Tecnico

Cos'è la compressione della risposta (gzip/brotli), e perché attivarla?

Un'impostazione lato server che riduce la tua pagina durante il trasferimento, senza cambiare nulla di ciò che un visitatore vede.

Cos'è

Quando un server invia una pagina al browser di un visitatore, può facoltativamente comprimere prima quei dati, riducendoli a una dimensione più piccola, la stessa idea di base di zippare un file prima di inviarlo via email, e il browser poi lo decomprime automaticamente nell'istante in cui arriva. Gzip e brotli sono i due metodi di compressione più comuni usati per questo sul web; brotli è più recente e generalmente comprime leggermente meglio, ma entrambi raggiungono lo stesso obiettivo.
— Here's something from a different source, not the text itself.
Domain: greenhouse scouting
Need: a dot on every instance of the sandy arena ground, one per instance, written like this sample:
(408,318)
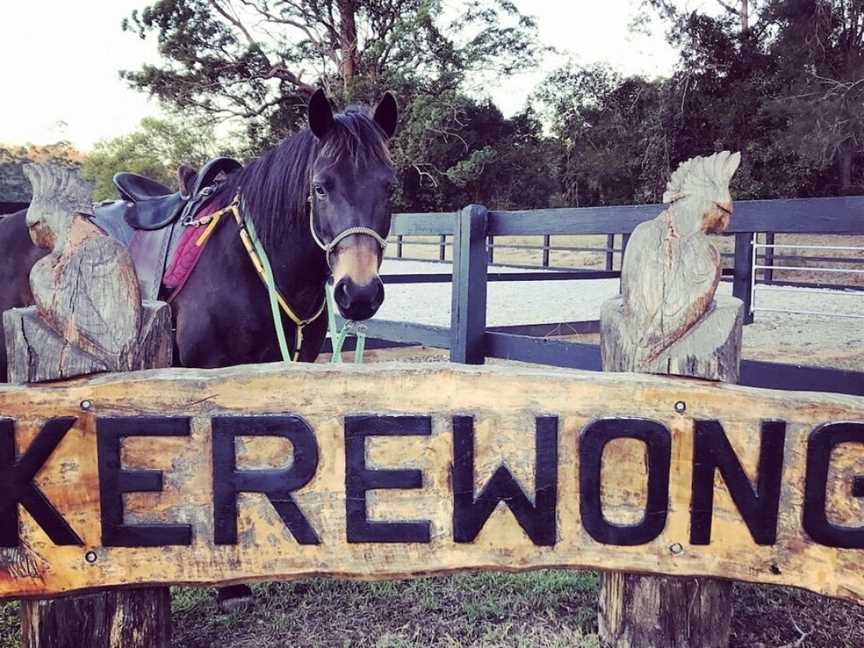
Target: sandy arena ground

Questo avviene interamente dietro le quinte: un visitatore non vede mai una versione "compressa" di nulla, la vive semplicemente come una pagina arrivata più velocemente di quanto sarebbe accaduto altrimenti.

Perché è importante

I contenuti testuali, come codice HTML, CSS e JavaScript, tipicamente si comprimono fino a una frazione della loro dimensione originale, spesso il 60-80% più piccoli, per via di quanto ripetitivo tende a essere questo tipo di codice. Inviare un file più piccolo sulla rete richiede meno tempo, il che conta soprattutto sulle connessioni più lente come i dati mobili, dove ogni secondo in più di caricamento aumenta la probabilità che un visitatore rinunci e se ne vada prima ancora che la pagina finisca di apparire.

A differenza di molti miglioramenti delle prestazioni, attivare la compressione è tipicamente una singola impostazione, non un redesign: è una delle correzioni con il maggior valore e il minor sforzo disponibili per la velocità del sito.

Come risolverlo

  1. Verifica se la compressione è già attiva controllando gli strumenti per sviluppatori del tuo browser (scheda Rete) e verificando gli header di risposta di una richiesta di pagina per Content-Encoding: gzip o Content-Encoding: br.
  2. Se sei su un hosting statico come Netlify, Vercel o Cloudflare Pages, la compressione è tipicamente già attiva per impostazione predefinita: nessuna azione necessaria.
  3. Su un hosting tradizionale con cPanel o simili, cerca un interruttore per la "compressione gzip" nelle impostazioni di performance o ottimizzazione.
  4. Se gestisci un tuo server, chiedi al tuo hosting o sviluppatore di attivare la compressione gzip o brotli a livello di server o CDN: è una modifica di configurazione standard e ben documentata per qualsiasi software server comune.
  5. Ricontrolla gli header di risposta in seguito per confermare che la compressione sia ora attiva.